Hanya itu. Tapi kenapa perasaan takut itu tetap muncul?
Iqbaal naik pitam, tangan segera bergerak untuk mengunci leher Bella.
”Kalo orang yang lo maksud adalah (namakamu), lo bakalan
berurusan sama gue secara langsung!” Teriak Iqbaal murka. Sudut-sudut matanya
berkedut karena menahan jemarinya agar tak mencekik Bella hingga tawas.

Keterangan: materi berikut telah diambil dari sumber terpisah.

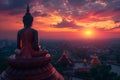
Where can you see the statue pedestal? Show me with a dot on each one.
(36, 68)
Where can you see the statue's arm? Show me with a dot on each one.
(35, 41)
(18, 40)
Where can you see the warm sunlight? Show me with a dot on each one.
(88, 33)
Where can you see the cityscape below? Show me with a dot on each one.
(72, 58)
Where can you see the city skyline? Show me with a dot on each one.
(63, 19)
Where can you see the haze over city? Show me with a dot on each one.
(72, 19)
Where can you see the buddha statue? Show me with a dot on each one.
(27, 39)
(29, 62)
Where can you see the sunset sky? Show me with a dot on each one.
(62, 19)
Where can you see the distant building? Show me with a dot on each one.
(65, 60)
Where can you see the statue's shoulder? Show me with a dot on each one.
(20, 31)
(34, 30)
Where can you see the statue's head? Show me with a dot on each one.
(27, 18)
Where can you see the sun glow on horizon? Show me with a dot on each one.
(88, 33)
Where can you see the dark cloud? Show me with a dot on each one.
(66, 24)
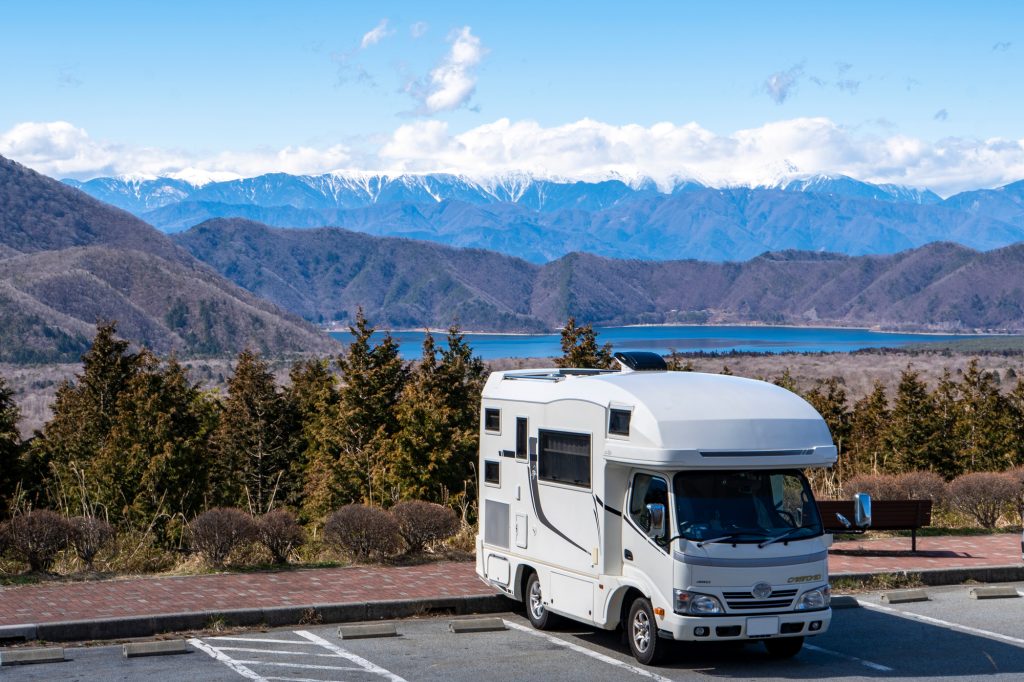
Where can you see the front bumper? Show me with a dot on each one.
(731, 628)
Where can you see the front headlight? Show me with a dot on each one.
(694, 603)
(814, 599)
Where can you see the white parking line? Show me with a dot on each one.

Bella tertawa mengerikan. Sadar kalau Iqbaal secara
terang-teranganmengatakan padanya kalau gadis itu benar-benar barang
berharganya.
*
— Obrolan Malam —
Sedikit memubungkukkan badannya, (namakamu) menatap kalender
dengan telunjuk yang bergeser-geser mencari tanggal yang seakan terlupakan
olehnya.
”Tanggal berapa ya?” Lalu telunjuk (namakamu) terhenti pada
tanggal 8 Februari. ”Bener nggak sih?” Di saat (namakamu) sedang sibuk menggali
ingatannya, ponselnya yang berada di sebelah kalender berdering, sebuah
senyuman tanpa sadar terukir di wajah (namakamu). Lelakinya!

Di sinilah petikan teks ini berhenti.